Porsche 718 Cayman: mi turbo anche io

La versione 2016 della coupé tedesca condivide la rivoluzione tecnica inaugurata dalla sorella scoperta Boxster: motori 4 cilindri turbo 2.0 e 2.5 da 300 e 350 cv sostituiscono i vecchi 6 cilindri aspirati.

25 aprile 2016 - 15:04

Il solco era stato tracciato: non restava che seguirlo… Dopo il debutto di 718 Boxster, rivoluzionata nella meccanica, la coupé Cayman non poteva che ripercorrere le orme della sorella scoperta abbandonando i tradizionali motori a 6 cilindri in favore di nuovi propulsori quadricilindrici sovralimentati.

Bye bye boxer 6 cilindri aspirato alla base della gamma; benvenuto 4 cilindri 2.0 turbo – sempre con architettura a cilindri contrapposti – a iniezione diretta di benzina da 300 cv e 380 Nm di coppia, laddove la versione S può contare su di un’unità analoga per architettura e caratteristiche tecniche – inclusa la geometria variabile della turbina, derivata dalla top di gamma 911 Turbo – ma portata a 2,5 litri di cubatura e dotata per la prima volta della valvola wastegate per il controllo della pressione di sovralimentazione. Un upgrade cui conseguono 350 cv e 420 Nm. Così facendo, coupé e roadster possono ora contare sulla medesima cavalleria.

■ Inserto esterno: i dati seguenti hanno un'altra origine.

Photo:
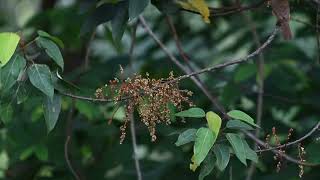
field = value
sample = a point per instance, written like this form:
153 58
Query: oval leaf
186 137
51 49
52 110
8 44
192 112
237 124
214 123
207 166
203 143
236 114
222 153
40 78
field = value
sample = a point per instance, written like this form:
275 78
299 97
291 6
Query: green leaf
186 137
222 153
241 148
237 124
51 49
8 44
52 110
214 123
250 154
236 114
136 7
238 146
203 143
40 77
192 112
41 152
52 38
119 22
207 166
9 74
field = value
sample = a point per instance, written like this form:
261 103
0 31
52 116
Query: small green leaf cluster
209 149
21 76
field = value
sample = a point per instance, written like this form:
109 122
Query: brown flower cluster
151 98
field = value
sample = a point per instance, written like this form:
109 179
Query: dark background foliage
291 93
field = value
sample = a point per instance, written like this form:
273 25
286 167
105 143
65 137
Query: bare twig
67 142
313 130
289 158
88 49
260 85
135 148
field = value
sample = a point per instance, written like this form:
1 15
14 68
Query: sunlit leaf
203 143
40 77
236 114
222 153
187 136
8 44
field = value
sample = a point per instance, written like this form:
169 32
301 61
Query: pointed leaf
52 110
40 77
214 123
207 166
222 153
238 146
237 124
186 137
52 38
8 44
192 112
51 49
9 74
236 114
203 143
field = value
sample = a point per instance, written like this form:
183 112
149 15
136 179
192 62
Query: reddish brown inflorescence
151 99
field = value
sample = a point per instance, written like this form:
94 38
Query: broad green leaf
52 110
192 112
238 145
40 77
203 143
222 153
52 38
9 74
119 22
193 166
186 137
236 114
41 152
207 166
136 7
8 44
214 123
199 6
237 124
51 49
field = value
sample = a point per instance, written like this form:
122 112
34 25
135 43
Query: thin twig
289 158
67 142
88 50
135 147
187 60
313 130
260 85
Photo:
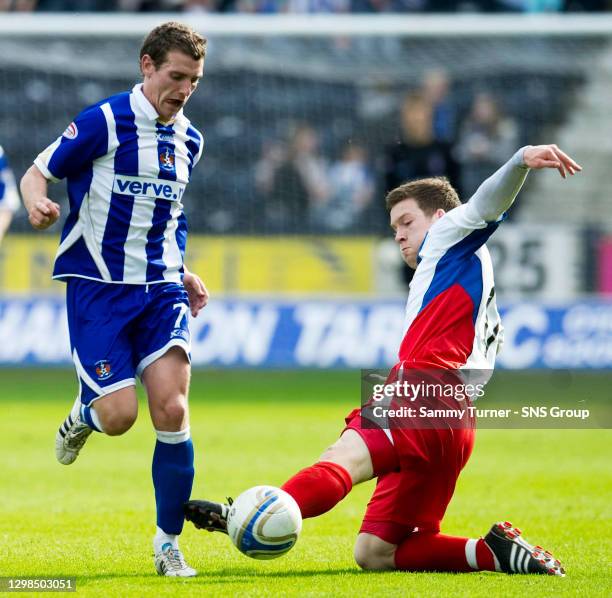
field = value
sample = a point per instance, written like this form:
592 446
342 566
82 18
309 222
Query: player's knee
369 561
173 414
372 554
119 422
350 452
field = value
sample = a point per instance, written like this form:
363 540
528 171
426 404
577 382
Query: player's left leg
166 381
162 343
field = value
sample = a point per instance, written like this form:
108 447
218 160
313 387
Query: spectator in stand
299 184
417 154
435 88
485 139
351 190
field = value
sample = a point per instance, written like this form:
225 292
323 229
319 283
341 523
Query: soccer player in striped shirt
127 161
451 324
9 198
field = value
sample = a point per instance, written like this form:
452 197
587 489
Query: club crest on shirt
180 333
103 369
71 131
166 159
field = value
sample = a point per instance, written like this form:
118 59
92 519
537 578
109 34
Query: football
264 522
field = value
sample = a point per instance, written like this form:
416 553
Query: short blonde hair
430 194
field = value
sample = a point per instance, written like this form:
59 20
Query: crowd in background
307 6
299 187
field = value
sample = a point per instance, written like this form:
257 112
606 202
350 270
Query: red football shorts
417 474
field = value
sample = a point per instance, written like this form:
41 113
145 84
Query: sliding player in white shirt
9 198
451 324
127 161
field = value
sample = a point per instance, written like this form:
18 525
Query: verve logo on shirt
146 187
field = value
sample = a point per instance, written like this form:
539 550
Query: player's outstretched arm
196 291
498 192
550 156
42 211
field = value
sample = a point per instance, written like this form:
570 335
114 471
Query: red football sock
425 551
319 488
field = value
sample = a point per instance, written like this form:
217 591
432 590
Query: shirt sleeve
9 198
468 227
495 196
84 140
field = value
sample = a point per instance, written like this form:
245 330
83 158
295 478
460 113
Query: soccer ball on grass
264 522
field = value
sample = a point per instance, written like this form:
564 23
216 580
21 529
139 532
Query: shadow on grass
241 575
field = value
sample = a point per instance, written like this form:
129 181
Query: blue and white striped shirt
9 198
126 175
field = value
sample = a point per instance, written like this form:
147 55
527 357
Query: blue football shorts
117 330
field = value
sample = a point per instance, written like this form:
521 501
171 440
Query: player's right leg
352 459
99 315
112 414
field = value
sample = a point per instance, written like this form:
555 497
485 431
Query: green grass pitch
94 520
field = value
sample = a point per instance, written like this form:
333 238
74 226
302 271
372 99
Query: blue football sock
172 478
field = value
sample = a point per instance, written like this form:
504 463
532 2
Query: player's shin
173 479
424 551
319 488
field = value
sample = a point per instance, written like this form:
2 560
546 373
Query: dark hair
430 195
173 36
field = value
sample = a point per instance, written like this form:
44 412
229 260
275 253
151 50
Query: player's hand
43 213
550 156
196 291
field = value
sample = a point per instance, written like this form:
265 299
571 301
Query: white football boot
171 563
71 436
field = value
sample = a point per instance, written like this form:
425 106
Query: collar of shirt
147 108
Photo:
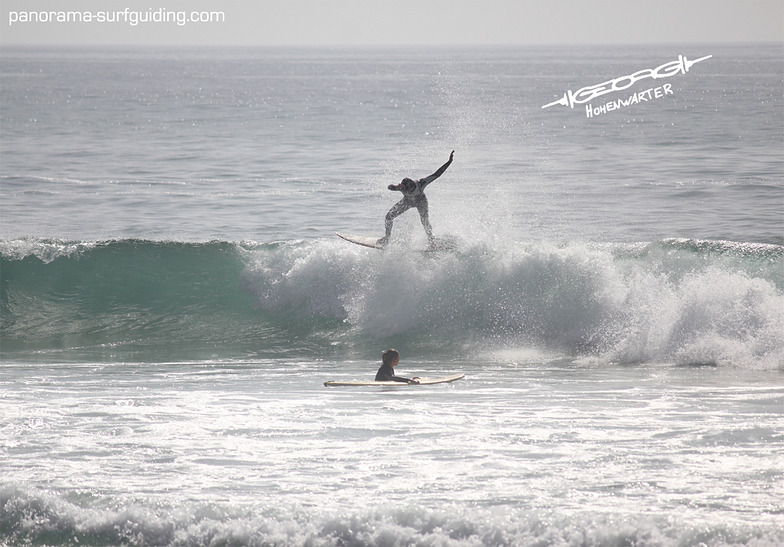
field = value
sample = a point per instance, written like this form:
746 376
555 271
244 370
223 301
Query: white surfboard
365 241
439 244
422 382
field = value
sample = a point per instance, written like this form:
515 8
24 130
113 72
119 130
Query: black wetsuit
386 373
413 196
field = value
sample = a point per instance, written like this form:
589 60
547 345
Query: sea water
173 298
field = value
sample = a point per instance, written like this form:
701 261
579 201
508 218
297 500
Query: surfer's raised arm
434 176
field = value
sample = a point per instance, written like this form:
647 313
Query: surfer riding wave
413 196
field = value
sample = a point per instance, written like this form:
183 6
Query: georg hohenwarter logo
589 93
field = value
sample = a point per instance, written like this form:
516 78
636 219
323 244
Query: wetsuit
413 196
386 373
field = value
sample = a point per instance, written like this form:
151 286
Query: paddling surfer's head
390 357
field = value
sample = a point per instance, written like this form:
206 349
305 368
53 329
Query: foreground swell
34 518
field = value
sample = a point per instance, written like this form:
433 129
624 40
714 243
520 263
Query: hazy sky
396 22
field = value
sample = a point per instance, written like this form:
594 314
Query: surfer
413 196
389 360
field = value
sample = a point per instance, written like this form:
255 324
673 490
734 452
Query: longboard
422 382
365 241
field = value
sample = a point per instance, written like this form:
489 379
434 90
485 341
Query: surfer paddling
389 360
413 196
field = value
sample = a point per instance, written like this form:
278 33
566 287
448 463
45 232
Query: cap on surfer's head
390 356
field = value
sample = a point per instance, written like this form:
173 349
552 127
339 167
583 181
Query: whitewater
173 296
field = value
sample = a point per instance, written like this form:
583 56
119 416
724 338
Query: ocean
173 296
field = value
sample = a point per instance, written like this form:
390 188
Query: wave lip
674 301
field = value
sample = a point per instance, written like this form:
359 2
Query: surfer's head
390 357
408 185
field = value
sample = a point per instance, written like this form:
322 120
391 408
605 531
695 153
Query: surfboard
365 241
422 382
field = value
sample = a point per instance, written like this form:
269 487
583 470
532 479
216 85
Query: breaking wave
673 301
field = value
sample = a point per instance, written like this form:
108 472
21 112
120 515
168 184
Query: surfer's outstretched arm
434 176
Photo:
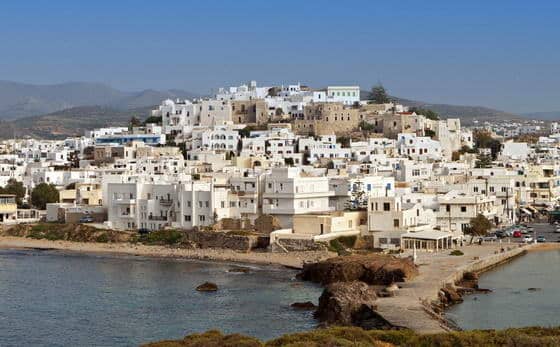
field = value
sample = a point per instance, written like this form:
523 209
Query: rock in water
373 269
239 269
343 303
207 287
307 305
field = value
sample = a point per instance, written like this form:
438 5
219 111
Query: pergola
429 240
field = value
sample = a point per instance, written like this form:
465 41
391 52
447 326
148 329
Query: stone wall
235 240
296 245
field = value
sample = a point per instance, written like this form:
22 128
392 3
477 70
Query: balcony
127 215
157 218
166 202
125 201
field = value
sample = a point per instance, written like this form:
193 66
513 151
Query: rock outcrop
307 305
207 287
375 269
346 303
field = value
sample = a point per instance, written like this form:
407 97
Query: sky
501 54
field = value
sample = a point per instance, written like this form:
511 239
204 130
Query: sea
525 292
54 298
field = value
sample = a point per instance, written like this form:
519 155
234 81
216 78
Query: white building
287 191
348 95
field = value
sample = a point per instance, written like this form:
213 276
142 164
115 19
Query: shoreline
413 305
293 260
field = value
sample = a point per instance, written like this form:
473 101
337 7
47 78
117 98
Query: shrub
161 237
103 238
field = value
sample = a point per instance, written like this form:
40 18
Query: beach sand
293 259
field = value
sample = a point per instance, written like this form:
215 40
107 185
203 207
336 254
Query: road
540 229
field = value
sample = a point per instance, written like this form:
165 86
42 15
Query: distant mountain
552 115
19 100
466 113
70 122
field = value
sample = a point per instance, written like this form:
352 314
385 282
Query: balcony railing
160 218
166 202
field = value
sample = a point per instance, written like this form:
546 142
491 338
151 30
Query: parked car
143 231
86 219
490 238
501 233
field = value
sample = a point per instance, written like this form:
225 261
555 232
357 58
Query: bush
348 241
161 237
103 238
336 246
357 337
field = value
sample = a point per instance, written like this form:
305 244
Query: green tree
183 148
365 126
16 188
484 139
274 91
433 115
379 95
44 194
134 122
483 162
429 133
479 226
153 119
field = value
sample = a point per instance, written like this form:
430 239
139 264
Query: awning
427 235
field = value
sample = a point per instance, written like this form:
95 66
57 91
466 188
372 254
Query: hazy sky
502 54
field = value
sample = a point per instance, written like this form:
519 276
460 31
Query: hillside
70 122
552 115
466 113
19 100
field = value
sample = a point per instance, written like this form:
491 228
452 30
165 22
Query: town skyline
434 53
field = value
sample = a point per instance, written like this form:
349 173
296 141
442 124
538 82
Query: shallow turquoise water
50 298
511 304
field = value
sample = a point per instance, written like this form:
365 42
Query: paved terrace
406 308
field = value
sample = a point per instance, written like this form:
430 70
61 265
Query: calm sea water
512 304
50 298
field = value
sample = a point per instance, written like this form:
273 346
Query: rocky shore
353 284
292 260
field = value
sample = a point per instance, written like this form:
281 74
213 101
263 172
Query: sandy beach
293 259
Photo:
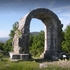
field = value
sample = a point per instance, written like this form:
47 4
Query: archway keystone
53 36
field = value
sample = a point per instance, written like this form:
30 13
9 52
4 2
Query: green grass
6 64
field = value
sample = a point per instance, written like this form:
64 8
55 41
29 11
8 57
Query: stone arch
53 28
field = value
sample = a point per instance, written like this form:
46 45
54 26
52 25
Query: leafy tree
8 44
66 42
1 45
12 32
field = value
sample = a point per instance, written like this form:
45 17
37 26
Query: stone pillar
45 45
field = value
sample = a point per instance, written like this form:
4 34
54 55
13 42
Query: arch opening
36 41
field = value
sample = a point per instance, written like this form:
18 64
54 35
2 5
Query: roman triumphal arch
53 36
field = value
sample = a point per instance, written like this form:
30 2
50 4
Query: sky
13 10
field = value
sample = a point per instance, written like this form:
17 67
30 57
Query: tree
66 42
8 46
37 44
12 32
1 45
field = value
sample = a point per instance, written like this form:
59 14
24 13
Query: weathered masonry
53 36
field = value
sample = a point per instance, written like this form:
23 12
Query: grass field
6 64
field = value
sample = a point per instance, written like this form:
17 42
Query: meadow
6 64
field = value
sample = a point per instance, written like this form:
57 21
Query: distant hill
4 39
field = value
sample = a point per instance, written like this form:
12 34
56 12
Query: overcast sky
12 10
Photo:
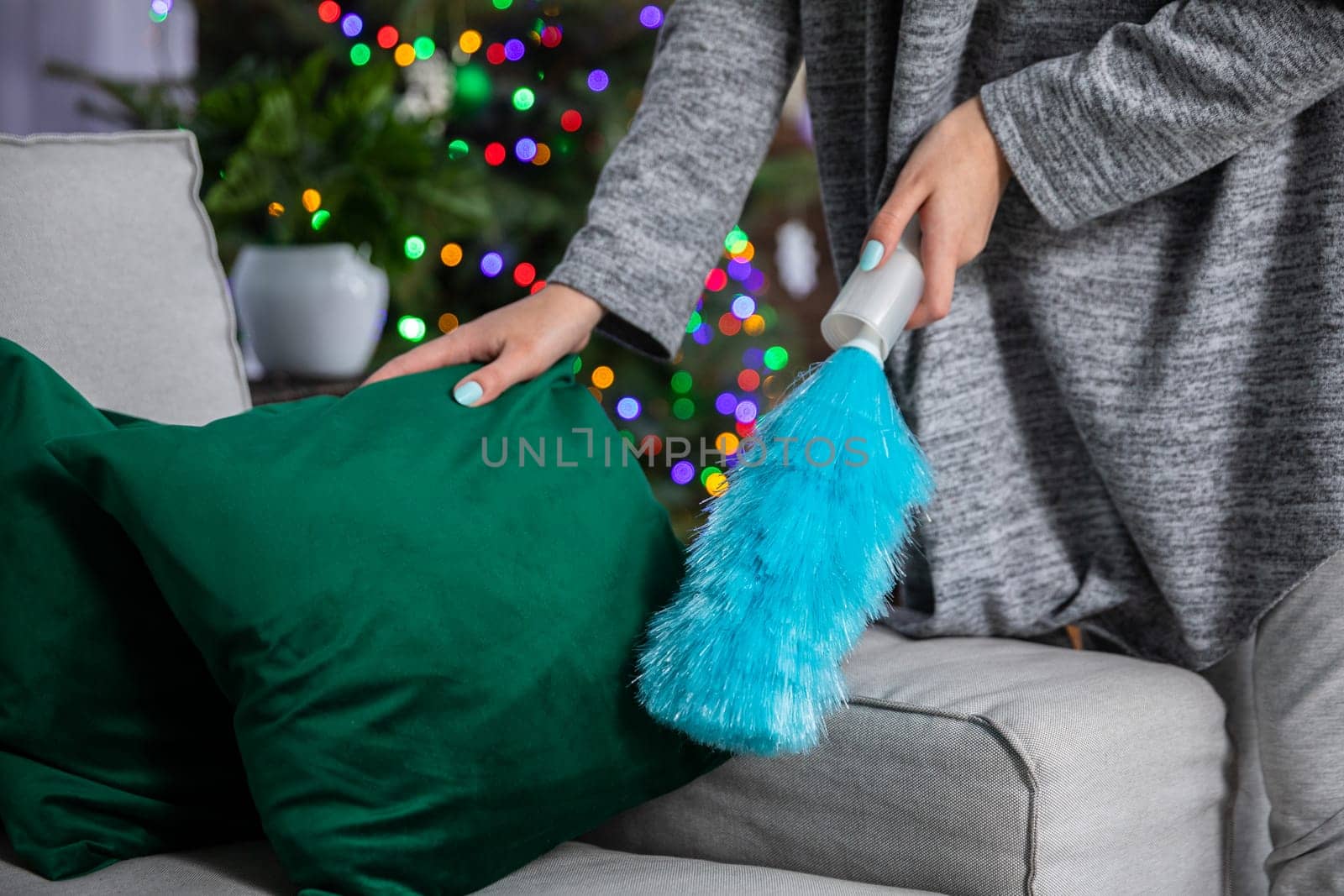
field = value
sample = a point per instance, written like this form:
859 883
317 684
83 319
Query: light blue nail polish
871 254
468 394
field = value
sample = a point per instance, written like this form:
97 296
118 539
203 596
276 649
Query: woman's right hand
517 342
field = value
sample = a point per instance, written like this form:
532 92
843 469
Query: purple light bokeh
628 407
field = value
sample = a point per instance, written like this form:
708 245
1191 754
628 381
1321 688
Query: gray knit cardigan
1136 406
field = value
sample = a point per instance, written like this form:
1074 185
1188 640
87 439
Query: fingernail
468 394
871 254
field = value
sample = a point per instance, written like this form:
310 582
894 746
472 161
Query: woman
1136 403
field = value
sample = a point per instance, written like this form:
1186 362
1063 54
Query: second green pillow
429 649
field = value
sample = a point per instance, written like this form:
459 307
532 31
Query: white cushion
109 273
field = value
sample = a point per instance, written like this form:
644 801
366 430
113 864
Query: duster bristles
793 563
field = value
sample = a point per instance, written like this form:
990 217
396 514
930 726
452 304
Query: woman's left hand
953 181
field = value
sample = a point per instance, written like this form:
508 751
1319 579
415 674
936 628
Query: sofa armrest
978 768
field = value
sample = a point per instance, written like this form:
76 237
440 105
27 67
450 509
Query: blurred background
454 145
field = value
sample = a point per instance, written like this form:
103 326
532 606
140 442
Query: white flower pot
309 311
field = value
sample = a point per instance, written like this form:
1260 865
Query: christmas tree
460 144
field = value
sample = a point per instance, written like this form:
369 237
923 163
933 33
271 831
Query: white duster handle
873 308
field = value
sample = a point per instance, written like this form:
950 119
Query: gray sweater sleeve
1153 105
676 181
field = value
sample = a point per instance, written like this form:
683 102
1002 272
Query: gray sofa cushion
239 869
570 869
108 271
580 869
978 768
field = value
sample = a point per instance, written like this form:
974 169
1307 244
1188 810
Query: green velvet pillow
427 626
114 741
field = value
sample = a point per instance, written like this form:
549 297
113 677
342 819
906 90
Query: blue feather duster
797 558
793 563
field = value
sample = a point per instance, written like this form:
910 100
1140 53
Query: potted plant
323 183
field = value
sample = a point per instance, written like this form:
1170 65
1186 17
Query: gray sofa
961 766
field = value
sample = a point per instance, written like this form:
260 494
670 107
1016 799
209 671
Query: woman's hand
954 181
519 342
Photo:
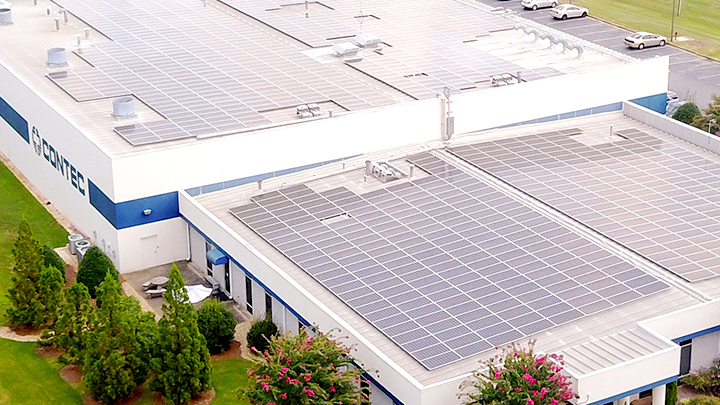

A una riduzione dei consumi rispetto al passato, 718 Cayman e 718 Cayman S abbinano un incremento tanto di potenza, di 25 cv qualora confrontate con le “vecchie” versioni 2.7 e 3.4 aspirate, quanto di coppia, nell’ordine rispettivamente dei 90 e 50 Nm. Nessuno stravolgimento, al contrario, per le trasmissioni, dato che al classico cambio manuale a 6 rapporti si accompagna la confermata unità a doppia frizione PDK a 7 marce. Proprio quest’ultima, abbinata al pacchetto opzionale Sport Chrono, consente a 718 Cayman di scattare da 0 a 100 km/h in 4,7 secondi – un tempo analogo a 718 Boxster – e toccare i 275 km/h anziché i precedenti 5,7 secondi e 266 km/h, mentre 718 Cayman S dichiara 4,2 secondi e 285 km/h: prestazioni, anche in questo caso, superiori alla vecchia generazione, accreditata di 5,0 secondi e 283 km/h.

Modifiche di dettaglio a livello telaistico, dato che lo sterzo promette d’essere più diretto del 10% rispetto al passato, vengono affinate le sospensioni adattive PASM con assetto ribassato di 20 mm, riservate alla versione S, e debuttano freni maggiorati forti di dischi anteriori da 330 mm di diametro e posteriori da 299 mm. A tal proposito, l’entry level Cayman beneficia dell’impianto un tempo appannaggio della versione S, mentre quest’ultima adotta pinze a 4 pistoncini di derivazione 911 Carrera. Quanto al profilo estetico, spiccano le nuove prese d’aria ampliate, il frontale “affilato” e i gruppi ottici bi-xeno di serie, sostituibili con luci integralmente a LED, mentre in abitacolo è presente il sistema multimediale PCM (Porsche Comunication Management) d’ultima generazione.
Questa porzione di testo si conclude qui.